You baldly assume that intelligence is somehow "based" or reliant on qualia.  It's not.
It has not been proved that functional intelligence can be produced without qualia.
Indeed, as I say in my book: The functional role of certain sorts of perceptions in a conscious system necessarily and understandably entails that the system will report qualia.
P: First, I reject that a zombie can be made (see my replies above).
Ah, but do you reject that a zombie is metaphysically possible?  If so, you agree with us who say qualia are mere epiphenomena.
P: Second, your assertion that "The experience of the redness of red consists in the operation of a complex set of functional components for processing information" is not self-demonstrative,
It's not supposed to be.
and I can distinguish between correlation and consists-of-ness. All one can observe in the brain in regard to the origin/nature of qualia is that there is a correlation between a specific mechanical function and a specific qualae. The seeming ability of the function to produce the qualae does not mean that the qualae consists of the function,
It strongly implies it.
and only a commitment to physicalism will force the conclusion that the qualae consists of the function.
I could as easily say: only a commitment to anti-physicalism allows the conclusion that qualia are more than epiphenomena.
 Function, per se, is already distinguishable from qualia
No, not in the sense that anyone can show that qualia are necessarily independent of mere functional properties and dispositions.
Steve Grand, of Cyberlife Research, said " any more than you know whether I really feel or simply behave as if I do."
Right; this is the standard observation that if zombies are possible, then everybody else could be zombies.
P: To insist that these devices do understand just as the technologically primitive man might think they do would be to implicitly [say] that there is no such thing as a mistake in thinking that something which you thought was a real man was just a manecquin.

H: Obviously false. It's not to say such mistakes can't happen; it's to say that the likelihood of this being such a mistake is low.

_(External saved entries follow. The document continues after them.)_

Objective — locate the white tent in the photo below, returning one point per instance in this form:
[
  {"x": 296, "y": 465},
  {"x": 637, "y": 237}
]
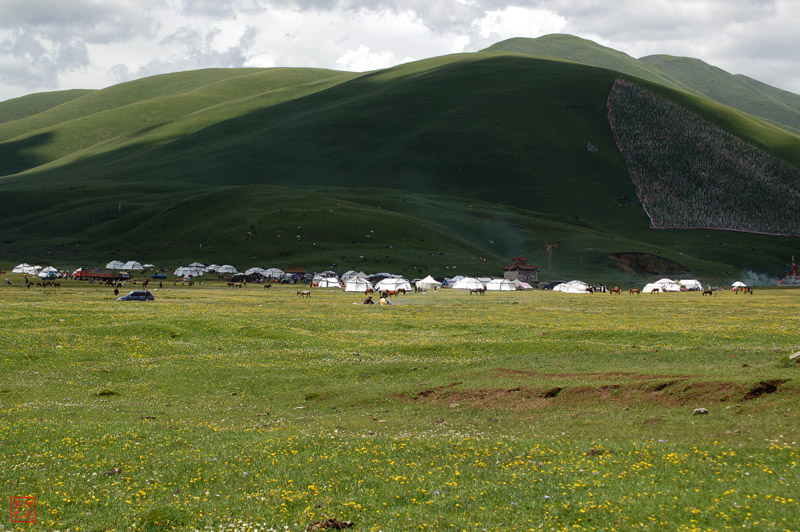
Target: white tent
[
  {"x": 357, "y": 285},
  {"x": 468, "y": 283},
  {"x": 132, "y": 265},
  {"x": 394, "y": 284},
  {"x": 26, "y": 268},
  {"x": 48, "y": 272},
  {"x": 500, "y": 285},
  {"x": 691, "y": 284},
  {"x": 572, "y": 287},
  {"x": 663, "y": 285},
  {"x": 328, "y": 282},
  {"x": 428, "y": 283},
  {"x": 274, "y": 273}
]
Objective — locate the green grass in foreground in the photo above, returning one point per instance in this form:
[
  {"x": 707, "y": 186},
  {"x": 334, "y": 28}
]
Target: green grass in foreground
[{"x": 213, "y": 405}]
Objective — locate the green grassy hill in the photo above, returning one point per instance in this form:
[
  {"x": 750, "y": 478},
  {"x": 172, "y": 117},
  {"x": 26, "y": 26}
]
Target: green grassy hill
[
  {"x": 444, "y": 166},
  {"x": 684, "y": 73}
]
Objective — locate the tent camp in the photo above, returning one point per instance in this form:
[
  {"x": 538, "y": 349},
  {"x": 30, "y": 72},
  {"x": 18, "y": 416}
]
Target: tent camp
[
  {"x": 500, "y": 285},
  {"x": 429, "y": 283},
  {"x": 357, "y": 285},
  {"x": 572, "y": 287},
  {"x": 26, "y": 268},
  {"x": 48, "y": 273},
  {"x": 691, "y": 284},
  {"x": 274, "y": 273},
  {"x": 227, "y": 268},
  {"x": 328, "y": 282},
  {"x": 185, "y": 271},
  {"x": 467, "y": 283},
  {"x": 132, "y": 265},
  {"x": 663, "y": 285},
  {"x": 394, "y": 284}
]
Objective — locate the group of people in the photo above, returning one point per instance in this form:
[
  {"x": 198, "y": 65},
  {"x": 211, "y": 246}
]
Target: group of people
[{"x": 383, "y": 300}]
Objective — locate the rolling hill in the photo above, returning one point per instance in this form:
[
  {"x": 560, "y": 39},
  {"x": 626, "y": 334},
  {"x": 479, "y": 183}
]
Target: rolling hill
[
  {"x": 447, "y": 165},
  {"x": 685, "y": 73}
]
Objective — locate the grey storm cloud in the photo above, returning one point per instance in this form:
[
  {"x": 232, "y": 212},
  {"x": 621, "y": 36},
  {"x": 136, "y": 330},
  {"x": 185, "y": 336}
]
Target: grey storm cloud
[{"x": 40, "y": 39}]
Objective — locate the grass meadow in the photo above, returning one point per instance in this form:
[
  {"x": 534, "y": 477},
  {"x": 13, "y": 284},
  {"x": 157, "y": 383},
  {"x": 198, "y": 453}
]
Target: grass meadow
[{"x": 222, "y": 409}]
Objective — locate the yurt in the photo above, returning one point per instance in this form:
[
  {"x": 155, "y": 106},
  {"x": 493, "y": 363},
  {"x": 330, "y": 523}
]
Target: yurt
[
  {"x": 572, "y": 287},
  {"x": 500, "y": 285}
]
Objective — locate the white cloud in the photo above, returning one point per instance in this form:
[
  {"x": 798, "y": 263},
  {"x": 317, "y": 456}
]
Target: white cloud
[
  {"x": 47, "y": 45},
  {"x": 363, "y": 60}
]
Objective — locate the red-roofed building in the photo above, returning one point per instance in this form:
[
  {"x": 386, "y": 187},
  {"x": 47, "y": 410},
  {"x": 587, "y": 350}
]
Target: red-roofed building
[{"x": 519, "y": 269}]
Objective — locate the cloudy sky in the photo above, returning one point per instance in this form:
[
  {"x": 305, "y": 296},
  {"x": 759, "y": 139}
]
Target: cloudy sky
[{"x": 63, "y": 44}]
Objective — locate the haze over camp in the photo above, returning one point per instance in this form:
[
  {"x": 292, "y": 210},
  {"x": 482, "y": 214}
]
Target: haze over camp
[{"x": 478, "y": 266}]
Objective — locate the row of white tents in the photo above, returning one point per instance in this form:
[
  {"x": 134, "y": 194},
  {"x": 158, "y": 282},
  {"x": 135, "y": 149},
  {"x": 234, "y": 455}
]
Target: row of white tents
[{"x": 663, "y": 285}]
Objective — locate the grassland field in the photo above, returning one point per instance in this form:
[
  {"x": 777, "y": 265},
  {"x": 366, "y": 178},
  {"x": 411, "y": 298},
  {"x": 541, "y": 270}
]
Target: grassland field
[{"x": 215, "y": 408}]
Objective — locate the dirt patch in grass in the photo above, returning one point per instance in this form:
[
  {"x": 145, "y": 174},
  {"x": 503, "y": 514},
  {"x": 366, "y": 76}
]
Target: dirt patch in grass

P: That is an inconsistent response on your part. See my last new reply, above.

I don't see how anything you've written above indicates any "inconsistency" in my response.
H: some of us are apparently unable to think our way past our primitive intuition that an entity can't think or feel unless it is wet or soft or warm.

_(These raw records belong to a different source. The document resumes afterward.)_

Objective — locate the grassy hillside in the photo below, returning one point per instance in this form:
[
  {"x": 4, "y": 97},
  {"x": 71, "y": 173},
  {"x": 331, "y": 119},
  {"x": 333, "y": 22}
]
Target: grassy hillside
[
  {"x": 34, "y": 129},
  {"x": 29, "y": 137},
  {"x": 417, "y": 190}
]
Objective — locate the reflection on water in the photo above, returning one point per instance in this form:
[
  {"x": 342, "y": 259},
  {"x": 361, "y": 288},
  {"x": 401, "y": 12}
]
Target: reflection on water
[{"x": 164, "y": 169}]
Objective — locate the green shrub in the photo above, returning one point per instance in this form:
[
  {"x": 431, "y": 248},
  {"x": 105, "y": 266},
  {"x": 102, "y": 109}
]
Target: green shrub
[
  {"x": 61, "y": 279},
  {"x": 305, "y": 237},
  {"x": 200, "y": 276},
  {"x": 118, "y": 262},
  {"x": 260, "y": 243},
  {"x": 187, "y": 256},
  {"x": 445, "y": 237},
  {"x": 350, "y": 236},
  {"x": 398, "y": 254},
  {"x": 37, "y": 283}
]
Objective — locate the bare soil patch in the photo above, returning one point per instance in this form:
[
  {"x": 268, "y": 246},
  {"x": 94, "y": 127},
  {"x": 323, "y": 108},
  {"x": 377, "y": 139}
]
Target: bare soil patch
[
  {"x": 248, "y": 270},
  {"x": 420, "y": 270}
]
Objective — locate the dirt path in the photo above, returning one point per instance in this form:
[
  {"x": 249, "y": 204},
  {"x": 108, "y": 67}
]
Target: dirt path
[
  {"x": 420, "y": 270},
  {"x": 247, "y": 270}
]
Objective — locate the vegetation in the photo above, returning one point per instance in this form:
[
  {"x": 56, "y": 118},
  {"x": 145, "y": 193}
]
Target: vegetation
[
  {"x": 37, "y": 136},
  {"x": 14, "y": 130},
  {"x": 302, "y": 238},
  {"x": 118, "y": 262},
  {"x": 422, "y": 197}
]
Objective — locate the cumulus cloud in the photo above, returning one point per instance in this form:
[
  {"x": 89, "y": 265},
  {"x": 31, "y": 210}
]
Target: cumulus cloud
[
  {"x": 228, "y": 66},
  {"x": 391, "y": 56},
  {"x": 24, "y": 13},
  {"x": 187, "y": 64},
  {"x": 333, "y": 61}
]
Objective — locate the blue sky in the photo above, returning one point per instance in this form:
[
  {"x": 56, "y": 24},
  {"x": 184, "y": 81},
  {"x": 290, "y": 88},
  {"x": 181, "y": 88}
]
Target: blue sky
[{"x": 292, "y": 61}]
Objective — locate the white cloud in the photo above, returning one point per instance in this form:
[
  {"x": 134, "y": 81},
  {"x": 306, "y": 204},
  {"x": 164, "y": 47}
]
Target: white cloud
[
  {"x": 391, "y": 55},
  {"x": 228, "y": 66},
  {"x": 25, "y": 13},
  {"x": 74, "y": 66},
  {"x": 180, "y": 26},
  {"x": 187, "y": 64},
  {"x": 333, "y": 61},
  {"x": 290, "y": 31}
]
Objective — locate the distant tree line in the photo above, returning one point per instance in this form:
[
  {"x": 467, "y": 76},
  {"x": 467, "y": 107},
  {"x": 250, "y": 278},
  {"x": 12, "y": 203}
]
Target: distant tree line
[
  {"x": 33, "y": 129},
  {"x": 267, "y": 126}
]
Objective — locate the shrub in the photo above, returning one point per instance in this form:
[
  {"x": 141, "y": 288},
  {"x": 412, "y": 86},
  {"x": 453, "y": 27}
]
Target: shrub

P: Speak for yourself. Some of us are unable to see our way past the primitive physicalist idea that "subjective" intelligence (i.e., sentience) is, or is produced by, a mechanical function of a non-sentient substrate.

I say you fail to imagine how quantitative complexity can yield a qualitative phenomenon like intelligence. You say I'm failing to realize the existence of some kind of barrier or limit.  I can easily call your imagined barrier a naive and primitive idea (like the idea that a plane couldn't fly), but it's odd to call my appreciation of complexity "primitive".
Rhetorically, how short can an one-second duration of qualia be divided up before it is no longer there?
Don't ask me; you're the one saying qualia have independent existence.
P: What's the limit of human non-intuitiveness regarding the facts of reality? How far can reality part with human mechanical intuitions?
In principle, reality can be as non-intuitive as is logically possible.
The following story illustrates the problem of determining which of two competing paradigms is the primitive/false one. [..]  the intellectual and technological culture of the ten-thousand-plus people in the station had long ago declined to that of the proverbial Stone Age tribe
I see no problem here. The authentically primitive intuition is the one held by authentically primitive persons. Your space station inhabitants aren't authentically primitive.
 

This was your fifth reply to me, and you are still nowhere near substantiating your original contentions that

So as we stray ever farther from any substantive criticism of my original points about Resurrection probabilities, I'll be decreasing the frequency of my responses.